# Missing Road Dog...please help



## Johnny P (Jan 3, 2013)

My road dog was supposed to show up by greyhound bus on New Years Day in San Marcos, TX after being extradited to Florida, but he wasn't on the bus. When I got a hold of him at 10am he said the bus broke down but wasn't able to stay on the phone and that was all the info I got from him. He wasn't on the evening bus either and he is now not answering his phone nor responding to texts. 
We had been in pretty constant communication up until that point. 

So...if anybody along the I-10 corridor and up the I-35 corridor runs into a dirty kid named Chris who is wearing a Green Carhart coat, black carhart pants, has a scraggly red beard and big glasses, is about 5'2", He has a green external fram pack with a washboard strapped on the back....tell that fucker to call Johnny Pain ASAP. 

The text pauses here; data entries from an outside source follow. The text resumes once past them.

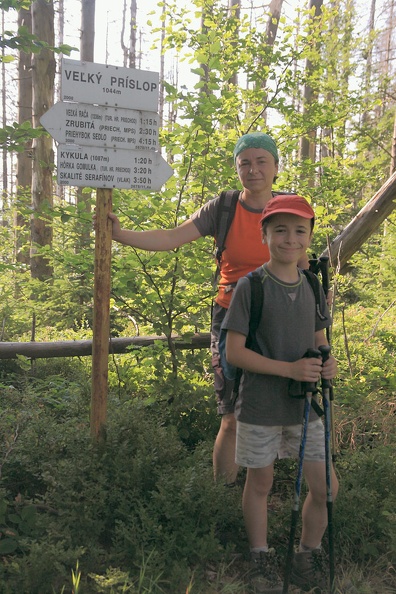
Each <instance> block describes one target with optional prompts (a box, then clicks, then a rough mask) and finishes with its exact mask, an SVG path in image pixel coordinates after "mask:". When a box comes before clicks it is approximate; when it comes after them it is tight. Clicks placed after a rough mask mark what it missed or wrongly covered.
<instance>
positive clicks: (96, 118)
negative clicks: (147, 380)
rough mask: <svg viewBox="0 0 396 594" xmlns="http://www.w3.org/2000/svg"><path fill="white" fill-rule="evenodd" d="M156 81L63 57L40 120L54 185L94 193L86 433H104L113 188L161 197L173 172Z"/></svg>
mask: <svg viewBox="0 0 396 594" xmlns="http://www.w3.org/2000/svg"><path fill="white" fill-rule="evenodd" d="M158 96H159V75H158V73H156V72H148V71H143V70H134V69H132V68H119V67H118V66H107V65H105V64H94V63H92V62H79V61H76V60H69V59H66V58H63V60H62V93H61V99H62V101H63V103H58V104H56V105H55V106H54V107H52V108H51V109H50V110H49V111H48V112H47V113H46V114H44V115H43V116H42V118H41V123H42V125H43V126H44V127H45V128H46V129H47V130H48V131H49V132H50V134H51V135H52V136H53V137H54V138H55V140H57V141H58V142H60V143H61V144H59V145H58V150H57V159H58V171H57V173H58V184H59V185H68V186H80V187H91V188H98V190H97V193H96V223H95V231H96V233H95V268H94V281H95V282H94V318H93V344H92V396H91V403H92V406H91V433H92V434H93V435H94V436H95V437H96V439H98V440H100V439H103V438H104V435H105V427H106V414H107V412H106V399H107V380H108V354H109V353H108V340H109V333H110V314H109V311H110V285H111V282H110V269H111V225H110V221H109V218H108V214H109V212H110V210H111V207H112V189H113V188H125V189H137V190H139V189H142V190H156V191H158V190H160V189H161V186H162V185H163V184H164V183H165V181H166V180H167V179H168V178H169V177H170V176H171V175H172V173H173V170H172V168H171V167H170V166H169V165H168V164H167V163H166V161H165V160H164V159H163V158H162V156H161V155H160V153H159V152H158V151H156V150H155V149H158V148H159V147H158V114H157V113H156V112H157V108H158Z"/></svg>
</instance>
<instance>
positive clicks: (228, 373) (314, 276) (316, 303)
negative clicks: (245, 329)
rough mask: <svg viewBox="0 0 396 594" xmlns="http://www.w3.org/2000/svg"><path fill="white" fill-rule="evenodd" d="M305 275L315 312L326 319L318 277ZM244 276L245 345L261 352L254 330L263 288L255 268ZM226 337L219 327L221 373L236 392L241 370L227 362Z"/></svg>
mask: <svg viewBox="0 0 396 594" xmlns="http://www.w3.org/2000/svg"><path fill="white" fill-rule="evenodd" d="M301 272H302V273H303V274H304V275H305V277H306V279H307V281H308V284H309V286H310V287H311V289H312V291H313V293H314V296H315V313H316V315H317V316H318V318H319V319H320V320H326V319H327V317H326V316H324V315H323V314H322V312H321V310H320V283H319V279H318V277H317V276H316V274H314V273H313V272H311V271H310V270H301ZM246 277H247V278H248V279H249V281H250V319H249V333H248V336H247V338H246V347H247V348H248V349H250V350H252V351H255V352H256V353H259V354H260V355H261V354H262V352H261V349H260V347H259V345H258V342H257V338H256V332H257V328H258V326H259V324H260V320H261V314H262V311H263V304H264V288H263V284H262V280H261V276H260V274H259V272H258V271H257V270H253V272H249V274H247V275H246ZM226 337H227V330H226V329H225V328H223V327H221V328H220V335H219V356H220V366H221V368H222V370H223V374H224V376H225V378H226V379H228V380H230V381H234V382H235V384H234V393H238V388H239V383H240V380H241V377H242V374H243V370H242V369H239V368H238V367H235V365H232V364H231V363H228V361H227V358H226Z"/></svg>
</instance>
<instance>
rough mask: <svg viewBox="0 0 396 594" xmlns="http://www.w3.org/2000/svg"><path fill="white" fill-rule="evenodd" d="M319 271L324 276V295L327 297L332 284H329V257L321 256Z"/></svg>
mask: <svg viewBox="0 0 396 594" xmlns="http://www.w3.org/2000/svg"><path fill="white" fill-rule="evenodd" d="M318 266H319V270H320V273H321V275H322V287H323V291H324V294H325V295H326V297H327V293H328V292H329V288H330V283H329V258H328V256H320V258H319V264H318Z"/></svg>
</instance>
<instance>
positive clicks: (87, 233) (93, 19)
mask: <svg viewBox="0 0 396 594" xmlns="http://www.w3.org/2000/svg"><path fill="white" fill-rule="evenodd" d="M95 1H96V0H82V2H81V37H80V55H81V60H83V61H85V62H94V47H95ZM91 196H92V194H91V192H88V193H85V192H83V188H77V205H78V214H79V217H78V218H77V219H76V221H77V229H76V231H77V245H76V252H77V253H80V252H81V251H82V250H84V249H86V248H87V246H88V245H89V244H90V241H91V222H90V217H89V215H90V213H91ZM83 214H86V215H87V216H86V217H83V218H80V216H81V215H83ZM84 281H85V279H84V278H82V279H81V283H82V284H85V283H84Z"/></svg>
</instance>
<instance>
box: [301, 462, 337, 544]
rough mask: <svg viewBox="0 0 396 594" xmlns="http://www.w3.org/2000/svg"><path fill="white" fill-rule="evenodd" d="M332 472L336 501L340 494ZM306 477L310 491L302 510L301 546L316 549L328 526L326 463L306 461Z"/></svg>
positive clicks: (333, 496)
mask: <svg viewBox="0 0 396 594" xmlns="http://www.w3.org/2000/svg"><path fill="white" fill-rule="evenodd" d="M331 472H332V474H331V481H332V492H333V501H334V499H335V498H336V496H337V492H338V480H337V476H336V474H335V472H334V469H333V468H332V469H331ZM304 476H305V480H306V481H307V484H308V487H309V491H308V495H307V497H306V499H305V502H304V505H303V510H302V521H303V526H302V534H301V544H302V545H303V546H304V547H306V548H307V549H316V548H318V547H319V546H320V543H321V542H322V537H323V534H324V532H325V530H326V526H327V507H326V467H325V462H322V461H308V460H306V461H305V462H304Z"/></svg>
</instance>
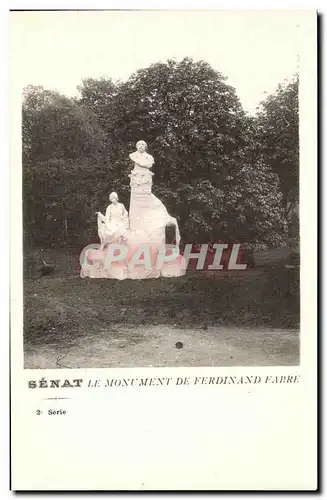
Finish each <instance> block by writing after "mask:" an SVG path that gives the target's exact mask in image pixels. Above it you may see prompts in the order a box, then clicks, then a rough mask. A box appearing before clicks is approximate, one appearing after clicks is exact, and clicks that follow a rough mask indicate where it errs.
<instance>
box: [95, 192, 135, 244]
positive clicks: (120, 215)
mask: <svg viewBox="0 0 327 500" xmlns="http://www.w3.org/2000/svg"><path fill="white" fill-rule="evenodd" d="M109 201H110V202H111V203H110V205H108V207H107V210H106V215H103V214H102V213H101V212H96V215H97V217H98V235H99V239H100V241H101V247H100V250H103V249H104V248H105V246H107V245H108V244H109V243H113V242H117V241H120V240H121V239H122V238H124V236H125V234H126V230H127V229H128V226H129V219H128V212H127V210H126V208H125V207H124V205H123V204H122V203H119V202H118V195H117V193H111V194H110V196H109Z"/></svg>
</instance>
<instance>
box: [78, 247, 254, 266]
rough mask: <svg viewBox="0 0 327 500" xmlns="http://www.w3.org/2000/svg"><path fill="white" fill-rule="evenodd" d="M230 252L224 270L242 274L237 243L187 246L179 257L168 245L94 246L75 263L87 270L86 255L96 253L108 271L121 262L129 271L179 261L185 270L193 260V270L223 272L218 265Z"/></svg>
mask: <svg viewBox="0 0 327 500" xmlns="http://www.w3.org/2000/svg"><path fill="white" fill-rule="evenodd" d="M194 247H196V251H193V248H194ZM230 248H231V250H230V252H229V256H228V266H227V269H228V270H238V271H239V270H246V269H247V264H245V263H240V262H239V260H240V258H239V257H240V250H241V244H240V243H235V244H233V245H232V246H231V247H230V245H228V244H227V243H214V244H213V245H210V248H209V244H208V243H204V244H198V245H195V244H193V243H187V244H186V245H185V247H184V249H183V251H182V253H181V250H180V249H179V248H178V247H177V246H175V245H172V244H169V245H168V244H165V245H161V246H159V247H158V246H156V245H151V244H149V243H145V244H141V245H135V246H131V245H126V244H123V243H120V244H118V243H116V244H111V245H109V246H108V247H107V249H104V250H103V249H101V245H99V244H98V243H94V244H90V245H87V246H86V247H85V248H83V250H82V252H81V254H80V259H79V261H80V265H81V266H84V268H85V267H91V266H92V265H91V264H90V263H89V261H88V256H89V253H90V251H92V250H93V251H96V250H100V251H101V252H103V253H104V255H103V258H101V256H100V255H99V261H101V263H102V265H103V267H105V268H106V269H110V267H111V266H112V265H114V264H117V263H122V262H124V261H125V263H126V265H127V266H128V268H129V269H132V268H133V267H134V266H144V268H145V269H161V267H162V265H163V264H164V263H167V262H173V261H175V260H176V259H179V260H180V262H181V265H182V266H183V268H184V269H187V268H188V267H189V264H190V261H191V260H196V261H197V264H196V268H195V269H196V270H204V269H206V270H209V271H219V270H222V269H224V265H223V263H222V259H223V252H224V251H227V250H229V249H230ZM208 257H210V259H208ZM209 262H210V263H209Z"/></svg>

I'm startin' to get a bit worried about this kid. 

Thanks for your help


----------



## kokomojoe (Jan 3, 2013)

Hopefully it's just some weird coincidence. I hate hearing about people going missing.


----------



## Johnny P (Jan 7, 2013)

Still MIA....i doubt he is dead I woulda heard from his mother...he either lost his phone which is somehow still charged, not going direct to voicemail, or he is incarcerated...it's quite mysterious.


----------



## Johnny P (Jan 8, 2013)

Ok...somehow he managed to get arrested. Atl east he ain't dead


----------